Sunday 9 December 2007

Half of a Yellow Sun

Half of a Yellow Sun by Chimamamanda Ngozi Adichie was our book group choice for November. The novel came widely recommended as it won Adichie the 2007 Orange Broadband Prize for Fiction, following on from her first novel, Purple Hibiscus, which had been short listed for the Orange Prize.

Adichie is certainly a good writer who tells a story well, and it's a good story: one that shows how the ideals one believes in so ardently can wither and die, how love can blind us to faults, betrayal in all its forms and how people cope with loss. On the whole her characters are multi-faceted and 'grow' convincingly as events progress.

Olanna is the central character who, with her estranged twin sister, Kaniene, is an intelligent and well-travelled daughter of a rich Nigerian businessman. They are members of the Christian Igbo tribe of Nigeria. The pliant Olanna falls in love with Odenigbo, an educated man but a blustering idealist, whilst Kaniene falls for Richard, an insecure Englishman.

A key narrator is Ugwu, the houseboy, whose fortunes change when Odenigbo becomes his master; then adapt again when Olanna moves in to live with his master. And finally change very dramatically when war breaks out between the Muslim dominated forces of the north and the Igbo of the south.

None of us knew a great deal about the 1966 coup in Nigeria and the resulting Nigeria-Biafran war before reading this book – all remembered those heartrending photographs of malnourished children however – and so this formed quite a large part of our discussion.

We felt that Adichie's portrayal of the issues that surrounded the war - tribalism, nepotism, bribery and how war brutalizes – were spot on. It's a novel with a strong political message: Adichie admits that she wants to educate her readers about the Biafran war but also that she thinks only Africans should write these stories. Her parents' stories formed the backbone to this novel, which is all very fine, but Adichie doesn't mention that she has lived most of her own life in America. Somehow, that jars with her secondary message.
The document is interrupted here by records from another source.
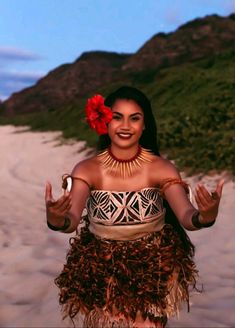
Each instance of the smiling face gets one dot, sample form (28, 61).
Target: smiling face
(127, 124)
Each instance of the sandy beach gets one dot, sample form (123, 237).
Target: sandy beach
(32, 256)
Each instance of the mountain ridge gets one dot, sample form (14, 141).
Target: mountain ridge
(70, 82)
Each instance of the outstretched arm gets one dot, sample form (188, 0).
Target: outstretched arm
(64, 214)
(190, 217)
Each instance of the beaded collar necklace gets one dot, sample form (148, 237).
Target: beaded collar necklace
(124, 167)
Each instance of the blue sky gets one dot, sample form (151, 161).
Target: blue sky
(36, 36)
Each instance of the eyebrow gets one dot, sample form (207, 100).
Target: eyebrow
(137, 113)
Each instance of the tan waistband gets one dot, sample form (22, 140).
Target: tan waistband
(128, 231)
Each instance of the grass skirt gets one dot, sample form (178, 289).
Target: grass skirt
(106, 278)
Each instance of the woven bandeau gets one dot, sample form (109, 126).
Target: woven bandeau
(127, 231)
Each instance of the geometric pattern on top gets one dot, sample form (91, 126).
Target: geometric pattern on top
(124, 207)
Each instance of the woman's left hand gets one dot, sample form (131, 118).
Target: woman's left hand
(208, 203)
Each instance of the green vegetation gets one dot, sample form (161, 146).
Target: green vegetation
(194, 105)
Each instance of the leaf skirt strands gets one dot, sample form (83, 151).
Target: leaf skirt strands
(111, 281)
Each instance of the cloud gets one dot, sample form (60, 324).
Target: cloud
(15, 54)
(15, 81)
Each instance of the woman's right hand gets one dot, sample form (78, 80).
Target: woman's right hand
(56, 210)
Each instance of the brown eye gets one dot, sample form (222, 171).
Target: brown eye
(116, 117)
(136, 118)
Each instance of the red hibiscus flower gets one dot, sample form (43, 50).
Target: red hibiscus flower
(97, 114)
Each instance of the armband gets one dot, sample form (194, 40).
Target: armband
(197, 224)
(67, 223)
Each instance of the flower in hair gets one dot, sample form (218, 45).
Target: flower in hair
(97, 114)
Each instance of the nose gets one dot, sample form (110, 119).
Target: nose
(125, 126)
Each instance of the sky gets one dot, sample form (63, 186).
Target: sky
(36, 36)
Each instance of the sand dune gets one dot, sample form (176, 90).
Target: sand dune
(32, 255)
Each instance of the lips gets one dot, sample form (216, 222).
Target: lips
(124, 135)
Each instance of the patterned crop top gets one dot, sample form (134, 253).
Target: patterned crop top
(124, 207)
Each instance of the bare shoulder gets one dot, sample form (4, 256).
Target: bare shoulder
(163, 169)
(87, 169)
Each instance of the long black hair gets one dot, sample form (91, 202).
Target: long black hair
(148, 140)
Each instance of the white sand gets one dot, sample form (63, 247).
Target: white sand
(32, 256)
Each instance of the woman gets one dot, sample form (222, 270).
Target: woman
(132, 264)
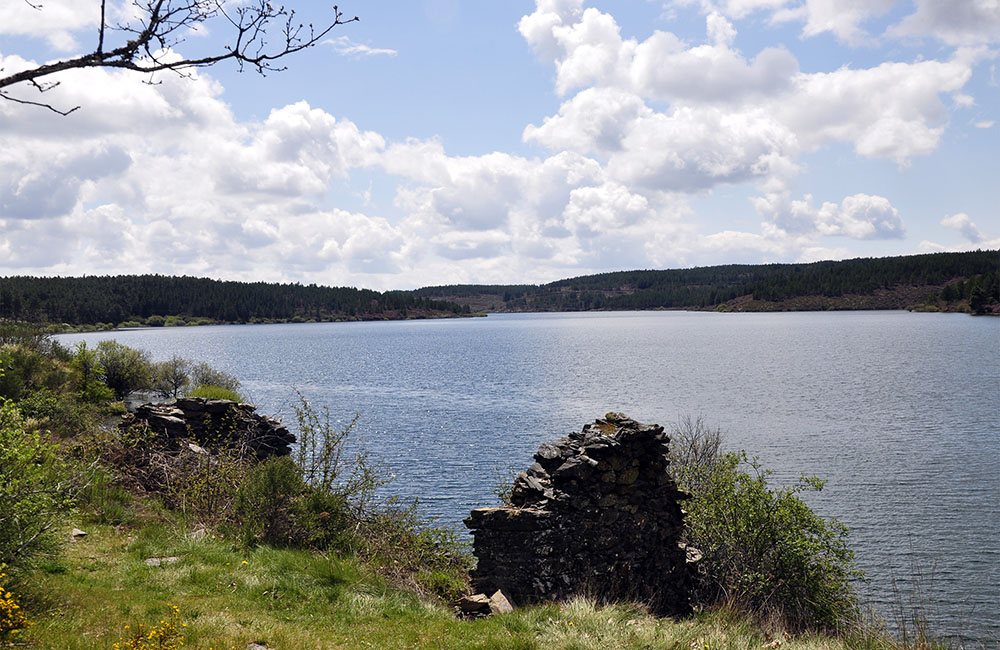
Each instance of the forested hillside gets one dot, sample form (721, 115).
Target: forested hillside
(938, 281)
(951, 281)
(158, 300)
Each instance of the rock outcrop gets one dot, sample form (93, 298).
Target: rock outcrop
(214, 423)
(596, 515)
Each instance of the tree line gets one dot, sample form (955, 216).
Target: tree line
(973, 277)
(135, 299)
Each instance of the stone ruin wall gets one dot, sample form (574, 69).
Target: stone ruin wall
(596, 515)
(215, 422)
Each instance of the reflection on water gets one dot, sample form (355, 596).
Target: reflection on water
(898, 411)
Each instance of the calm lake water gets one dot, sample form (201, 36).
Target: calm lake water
(898, 411)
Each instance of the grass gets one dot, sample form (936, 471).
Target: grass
(299, 599)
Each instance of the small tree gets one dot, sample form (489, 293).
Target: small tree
(171, 376)
(260, 34)
(764, 550)
(203, 374)
(36, 489)
(125, 369)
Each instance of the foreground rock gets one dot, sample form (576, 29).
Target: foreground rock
(597, 515)
(214, 423)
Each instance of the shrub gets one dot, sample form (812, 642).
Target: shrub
(12, 618)
(88, 372)
(171, 377)
(215, 392)
(37, 488)
(276, 506)
(125, 369)
(165, 636)
(764, 550)
(203, 374)
(61, 413)
(24, 368)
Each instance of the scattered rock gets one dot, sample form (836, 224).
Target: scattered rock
(499, 604)
(596, 514)
(475, 604)
(198, 534)
(197, 449)
(479, 605)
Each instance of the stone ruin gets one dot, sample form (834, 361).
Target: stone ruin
(213, 423)
(596, 515)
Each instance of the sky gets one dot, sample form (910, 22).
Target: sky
(505, 141)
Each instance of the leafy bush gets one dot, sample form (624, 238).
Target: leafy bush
(125, 369)
(37, 488)
(203, 374)
(89, 371)
(215, 392)
(24, 369)
(764, 550)
(171, 377)
(276, 506)
(60, 413)
(12, 618)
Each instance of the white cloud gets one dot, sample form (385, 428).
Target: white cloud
(860, 216)
(843, 18)
(52, 20)
(969, 22)
(345, 46)
(962, 223)
(893, 110)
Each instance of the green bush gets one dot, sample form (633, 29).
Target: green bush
(88, 372)
(215, 392)
(37, 489)
(25, 368)
(275, 506)
(58, 412)
(125, 369)
(171, 377)
(764, 550)
(203, 374)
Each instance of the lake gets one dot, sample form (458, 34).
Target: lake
(898, 411)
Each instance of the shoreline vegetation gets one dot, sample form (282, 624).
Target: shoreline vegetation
(938, 282)
(195, 542)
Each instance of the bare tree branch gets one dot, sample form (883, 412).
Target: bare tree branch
(261, 34)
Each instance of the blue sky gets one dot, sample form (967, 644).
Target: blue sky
(443, 142)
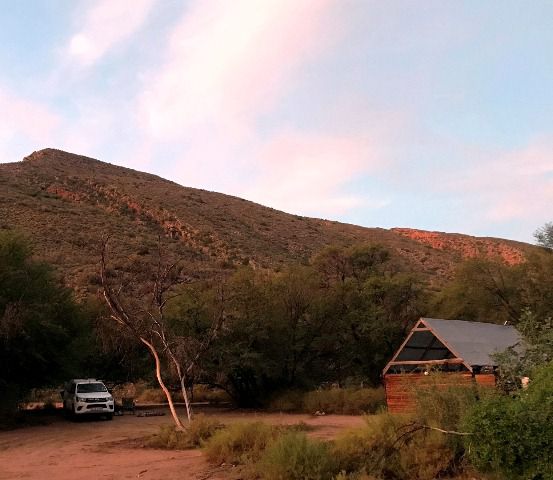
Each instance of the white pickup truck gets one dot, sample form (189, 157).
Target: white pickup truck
(87, 396)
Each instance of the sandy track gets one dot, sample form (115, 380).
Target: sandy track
(100, 449)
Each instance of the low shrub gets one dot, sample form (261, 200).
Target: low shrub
(240, 443)
(389, 447)
(294, 457)
(194, 435)
(366, 448)
(513, 436)
(345, 401)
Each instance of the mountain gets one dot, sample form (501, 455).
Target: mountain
(67, 203)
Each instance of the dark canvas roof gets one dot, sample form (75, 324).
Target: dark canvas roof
(474, 342)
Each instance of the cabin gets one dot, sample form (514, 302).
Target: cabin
(461, 350)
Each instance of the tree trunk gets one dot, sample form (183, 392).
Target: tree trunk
(166, 391)
(183, 388)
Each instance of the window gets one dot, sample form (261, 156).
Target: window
(91, 388)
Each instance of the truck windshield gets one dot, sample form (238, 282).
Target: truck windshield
(91, 388)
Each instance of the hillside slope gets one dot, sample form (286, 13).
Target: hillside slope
(66, 203)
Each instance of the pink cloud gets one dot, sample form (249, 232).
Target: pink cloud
(306, 173)
(23, 122)
(512, 185)
(228, 62)
(105, 24)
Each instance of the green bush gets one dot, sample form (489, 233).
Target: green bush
(385, 448)
(513, 436)
(294, 457)
(240, 443)
(366, 448)
(345, 401)
(194, 435)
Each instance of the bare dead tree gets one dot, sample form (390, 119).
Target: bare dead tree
(142, 314)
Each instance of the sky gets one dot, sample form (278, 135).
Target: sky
(426, 114)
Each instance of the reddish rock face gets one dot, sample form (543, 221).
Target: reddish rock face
(466, 246)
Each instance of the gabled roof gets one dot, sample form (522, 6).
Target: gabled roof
(474, 342)
(436, 341)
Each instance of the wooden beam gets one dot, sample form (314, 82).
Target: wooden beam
(428, 362)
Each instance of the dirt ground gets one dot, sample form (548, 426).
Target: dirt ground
(100, 449)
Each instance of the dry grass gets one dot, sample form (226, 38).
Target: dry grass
(342, 401)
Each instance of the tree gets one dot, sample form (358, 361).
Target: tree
(138, 305)
(44, 333)
(544, 236)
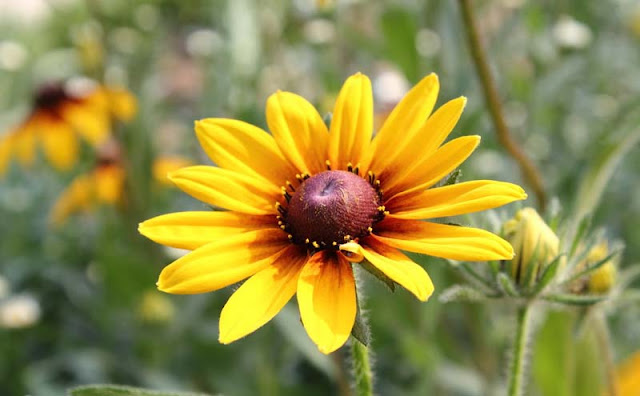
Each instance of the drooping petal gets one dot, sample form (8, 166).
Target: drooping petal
(227, 189)
(223, 262)
(395, 265)
(402, 124)
(90, 121)
(425, 172)
(262, 296)
(244, 148)
(299, 131)
(60, 144)
(352, 123)
(190, 230)
(441, 240)
(327, 299)
(462, 198)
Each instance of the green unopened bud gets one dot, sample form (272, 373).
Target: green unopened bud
(534, 243)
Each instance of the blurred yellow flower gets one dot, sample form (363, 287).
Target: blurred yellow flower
(155, 307)
(58, 116)
(534, 242)
(103, 185)
(339, 197)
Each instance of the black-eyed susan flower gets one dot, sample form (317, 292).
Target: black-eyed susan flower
(58, 117)
(104, 184)
(306, 202)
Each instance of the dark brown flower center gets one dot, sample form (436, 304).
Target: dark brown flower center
(50, 96)
(331, 208)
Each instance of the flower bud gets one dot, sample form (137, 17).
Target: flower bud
(602, 279)
(534, 244)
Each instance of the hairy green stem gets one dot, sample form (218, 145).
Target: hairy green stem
(518, 363)
(362, 374)
(604, 345)
(527, 167)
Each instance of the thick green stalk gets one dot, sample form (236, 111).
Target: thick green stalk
(517, 370)
(362, 374)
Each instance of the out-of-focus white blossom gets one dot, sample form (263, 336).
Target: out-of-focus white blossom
(19, 311)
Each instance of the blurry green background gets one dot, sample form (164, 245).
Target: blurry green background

The characters and the fictional aspects of the story were woven through the true story (Adichie's view of it, anyway) of the violence, the blockades, the ethnic rivalry and the food shortages. She explains that although she fictionalized some places or names she could not let a character be changed by anything that had not actually happened: I agree that's a truthful way to approach such a story.
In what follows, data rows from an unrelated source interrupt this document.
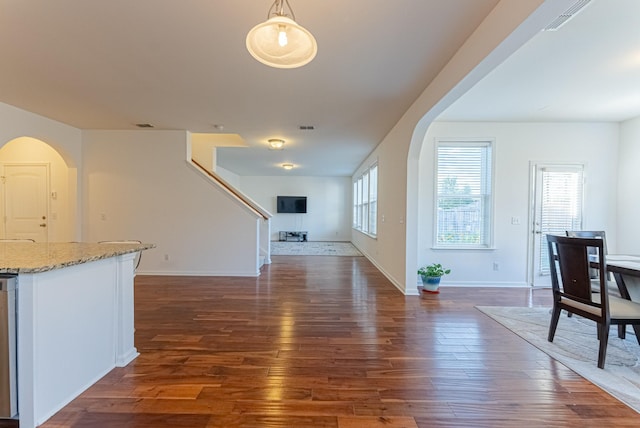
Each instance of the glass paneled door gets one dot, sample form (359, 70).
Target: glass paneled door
(556, 207)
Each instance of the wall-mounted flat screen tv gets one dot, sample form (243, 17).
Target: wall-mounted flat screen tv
(292, 204)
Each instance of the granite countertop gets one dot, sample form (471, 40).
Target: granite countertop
(35, 257)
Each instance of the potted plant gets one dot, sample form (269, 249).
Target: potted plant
(431, 275)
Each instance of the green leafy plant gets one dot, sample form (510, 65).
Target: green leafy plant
(434, 269)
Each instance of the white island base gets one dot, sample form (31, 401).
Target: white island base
(75, 324)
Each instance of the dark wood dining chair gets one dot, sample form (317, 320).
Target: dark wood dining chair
(570, 264)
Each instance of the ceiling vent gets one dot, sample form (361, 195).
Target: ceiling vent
(564, 17)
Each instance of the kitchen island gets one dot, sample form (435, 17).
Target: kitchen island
(74, 319)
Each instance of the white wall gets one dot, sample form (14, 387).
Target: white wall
(628, 179)
(516, 146)
(138, 185)
(328, 216)
(506, 28)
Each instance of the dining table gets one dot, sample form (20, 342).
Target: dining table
(625, 269)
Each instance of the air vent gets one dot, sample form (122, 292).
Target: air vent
(567, 15)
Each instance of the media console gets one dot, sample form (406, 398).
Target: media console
(292, 236)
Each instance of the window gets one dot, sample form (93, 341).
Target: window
(464, 201)
(365, 202)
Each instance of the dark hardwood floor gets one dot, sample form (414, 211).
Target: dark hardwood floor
(329, 342)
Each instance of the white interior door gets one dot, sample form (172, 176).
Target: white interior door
(26, 202)
(557, 196)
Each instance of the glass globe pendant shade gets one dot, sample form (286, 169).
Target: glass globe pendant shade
(281, 43)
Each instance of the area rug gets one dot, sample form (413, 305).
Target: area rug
(576, 346)
(279, 248)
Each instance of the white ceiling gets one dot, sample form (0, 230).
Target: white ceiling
(97, 64)
(587, 70)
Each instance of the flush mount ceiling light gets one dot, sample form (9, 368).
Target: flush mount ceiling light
(279, 41)
(276, 144)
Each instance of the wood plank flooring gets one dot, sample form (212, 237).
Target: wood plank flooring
(329, 342)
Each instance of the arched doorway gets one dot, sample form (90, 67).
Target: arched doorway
(37, 192)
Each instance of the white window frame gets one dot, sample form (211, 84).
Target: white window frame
(486, 194)
(365, 201)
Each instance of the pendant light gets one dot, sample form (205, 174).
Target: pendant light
(279, 41)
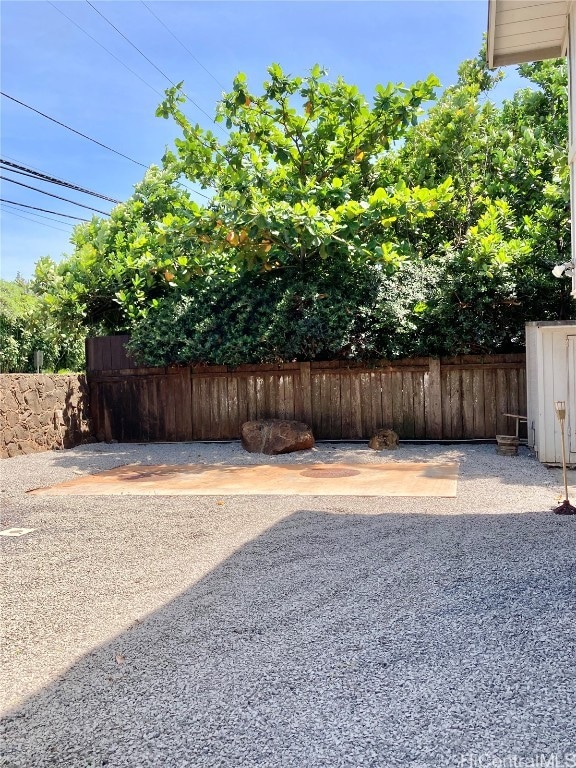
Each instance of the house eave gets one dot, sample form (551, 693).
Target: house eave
(525, 30)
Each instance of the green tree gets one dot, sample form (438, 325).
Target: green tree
(25, 327)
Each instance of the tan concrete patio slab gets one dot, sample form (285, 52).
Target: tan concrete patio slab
(390, 479)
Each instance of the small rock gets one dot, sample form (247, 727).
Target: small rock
(384, 439)
(274, 436)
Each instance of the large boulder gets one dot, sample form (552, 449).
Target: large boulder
(384, 439)
(273, 436)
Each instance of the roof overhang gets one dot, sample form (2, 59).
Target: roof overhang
(526, 30)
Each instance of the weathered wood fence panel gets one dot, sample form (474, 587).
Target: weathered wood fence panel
(420, 398)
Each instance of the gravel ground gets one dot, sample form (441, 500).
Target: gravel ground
(288, 632)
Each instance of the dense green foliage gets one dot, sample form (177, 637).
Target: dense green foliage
(335, 227)
(25, 327)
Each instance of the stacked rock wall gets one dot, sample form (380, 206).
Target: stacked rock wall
(42, 412)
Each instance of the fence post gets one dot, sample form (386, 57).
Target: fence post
(433, 400)
(306, 392)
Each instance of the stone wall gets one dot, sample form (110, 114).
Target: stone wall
(42, 412)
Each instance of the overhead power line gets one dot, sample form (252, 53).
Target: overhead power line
(45, 210)
(41, 216)
(188, 51)
(107, 50)
(24, 171)
(79, 133)
(50, 194)
(41, 223)
(164, 75)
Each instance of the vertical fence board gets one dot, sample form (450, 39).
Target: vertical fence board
(467, 398)
(419, 413)
(376, 398)
(489, 377)
(306, 389)
(433, 399)
(387, 421)
(345, 405)
(289, 395)
(153, 430)
(242, 387)
(479, 427)
(315, 389)
(407, 429)
(355, 407)
(233, 416)
(397, 405)
(446, 405)
(456, 403)
(368, 427)
(501, 402)
(335, 406)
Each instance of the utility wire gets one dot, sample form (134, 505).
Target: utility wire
(40, 216)
(150, 61)
(188, 51)
(107, 50)
(45, 210)
(50, 194)
(41, 223)
(72, 129)
(24, 171)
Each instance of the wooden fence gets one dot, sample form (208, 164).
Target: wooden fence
(420, 398)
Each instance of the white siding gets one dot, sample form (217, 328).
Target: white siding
(526, 30)
(551, 366)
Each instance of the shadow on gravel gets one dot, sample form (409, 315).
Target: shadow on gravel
(334, 640)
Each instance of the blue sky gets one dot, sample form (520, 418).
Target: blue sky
(50, 64)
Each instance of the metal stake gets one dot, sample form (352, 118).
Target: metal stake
(565, 508)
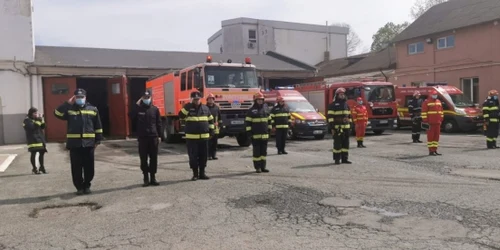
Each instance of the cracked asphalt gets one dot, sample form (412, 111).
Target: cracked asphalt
(393, 196)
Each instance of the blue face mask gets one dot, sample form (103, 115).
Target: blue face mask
(80, 101)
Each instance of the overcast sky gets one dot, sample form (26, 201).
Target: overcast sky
(185, 25)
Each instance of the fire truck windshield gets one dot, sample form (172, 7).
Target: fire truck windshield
(300, 107)
(230, 77)
(380, 93)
Adichie says that her main hope was that her novel should have 'emotional truth', an empathic human quality. And on the whole she's succeeded, most of her characters do. Her observance of the roles women are left to play during war are particularly shrewd and her descriptions of passionate love equally well-written.

The fact that the Olanna is an educated, middle class black woman was considered by everyone in the group as a welcome change. The character is believable and her reaction and response to the troubles that eventually befall her are too: initially she was a compliant character but became strong and decisive as a result of her trials.
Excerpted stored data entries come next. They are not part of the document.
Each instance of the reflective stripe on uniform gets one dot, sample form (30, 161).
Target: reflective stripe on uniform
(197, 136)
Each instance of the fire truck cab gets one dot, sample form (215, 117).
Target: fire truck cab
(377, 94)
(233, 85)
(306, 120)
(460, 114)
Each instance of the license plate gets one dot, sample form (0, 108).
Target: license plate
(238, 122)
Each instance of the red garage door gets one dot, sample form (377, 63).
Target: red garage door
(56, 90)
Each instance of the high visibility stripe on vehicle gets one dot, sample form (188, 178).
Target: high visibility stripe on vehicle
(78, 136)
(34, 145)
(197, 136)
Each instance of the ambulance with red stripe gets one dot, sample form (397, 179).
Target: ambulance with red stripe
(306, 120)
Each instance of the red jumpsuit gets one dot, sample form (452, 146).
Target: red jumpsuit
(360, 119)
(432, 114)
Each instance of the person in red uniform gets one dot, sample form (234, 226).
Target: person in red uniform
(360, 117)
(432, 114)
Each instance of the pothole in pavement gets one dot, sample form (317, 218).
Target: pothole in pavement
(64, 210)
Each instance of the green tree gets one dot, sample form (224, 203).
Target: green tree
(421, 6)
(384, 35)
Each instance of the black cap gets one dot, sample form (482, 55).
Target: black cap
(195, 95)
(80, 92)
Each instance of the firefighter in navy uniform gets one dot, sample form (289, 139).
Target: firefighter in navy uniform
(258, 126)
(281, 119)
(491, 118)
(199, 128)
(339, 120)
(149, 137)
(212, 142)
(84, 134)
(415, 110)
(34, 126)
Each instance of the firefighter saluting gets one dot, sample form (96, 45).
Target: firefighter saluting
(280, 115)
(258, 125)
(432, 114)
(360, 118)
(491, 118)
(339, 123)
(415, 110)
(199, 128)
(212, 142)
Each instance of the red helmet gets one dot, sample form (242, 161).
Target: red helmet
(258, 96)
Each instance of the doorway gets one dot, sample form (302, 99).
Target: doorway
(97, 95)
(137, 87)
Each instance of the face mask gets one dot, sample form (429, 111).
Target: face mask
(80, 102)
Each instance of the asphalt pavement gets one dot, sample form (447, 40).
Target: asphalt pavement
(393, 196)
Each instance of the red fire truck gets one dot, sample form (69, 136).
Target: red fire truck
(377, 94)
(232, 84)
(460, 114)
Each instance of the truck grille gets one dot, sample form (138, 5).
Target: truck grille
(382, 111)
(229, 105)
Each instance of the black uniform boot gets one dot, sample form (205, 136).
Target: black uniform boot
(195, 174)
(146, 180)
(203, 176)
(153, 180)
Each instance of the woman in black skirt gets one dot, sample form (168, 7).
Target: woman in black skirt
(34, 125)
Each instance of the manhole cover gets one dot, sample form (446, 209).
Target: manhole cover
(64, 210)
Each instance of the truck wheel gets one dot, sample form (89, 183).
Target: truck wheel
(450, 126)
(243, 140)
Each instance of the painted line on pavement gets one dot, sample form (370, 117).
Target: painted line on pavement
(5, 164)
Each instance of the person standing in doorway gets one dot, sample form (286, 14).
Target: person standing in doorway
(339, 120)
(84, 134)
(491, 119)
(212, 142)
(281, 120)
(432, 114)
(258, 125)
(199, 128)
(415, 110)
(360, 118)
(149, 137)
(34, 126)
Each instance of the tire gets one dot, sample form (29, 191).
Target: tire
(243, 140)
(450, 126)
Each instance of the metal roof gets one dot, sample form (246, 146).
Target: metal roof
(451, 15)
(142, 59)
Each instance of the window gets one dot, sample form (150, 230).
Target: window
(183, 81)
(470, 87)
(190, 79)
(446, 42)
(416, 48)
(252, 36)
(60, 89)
Odenigbo was also a well rounded and believable character: he begins full of self-belief and conviction but as his ideals collapse, so does he too, into alcoholism and inefficiency. Ugwu, however, changes and grows in stature as the story progresses: he reacts to events and has a canny knack for survival. The role of master and protégé are eventually reversed.

However, not all the groupies thought the character Kainene was convincing and everyone felt that Richard was contrived; stereotypical and considered by all to be the weakest character. Mohammed, another bit player, was also singled out as the token good Muslim character.

Adichie uses time shifts to keep the reader's interest – which some felt worked, others didn't - and devices to keep them guessing, which work less well. One device was the keeping of a child's parentage a mystery: everyone considered this arbitrary (though felt it was cleverly constructed) and for which no-one could see any point. However, the quotations from a book that one character was writing – and the eventual outcome – we all agreed was cleverly done.

Everyone in the book group enjoyed the novel but few of the group found the book riveting; there was a surprising lack of passion for it. Perhaps it was because the book was just too long: most of those who were not able to read it at one sitting found they were not champing at the bit to get back to it. Those of us who read it at one go – I was on holiday so could indulge myself – enjoyed it more.

But there was real interest in the historical setting of the novel and in Adichie's plea that the atrocities of this war should not be forgotten, "May we always remember": we've heard this before, but it's none the less applicable.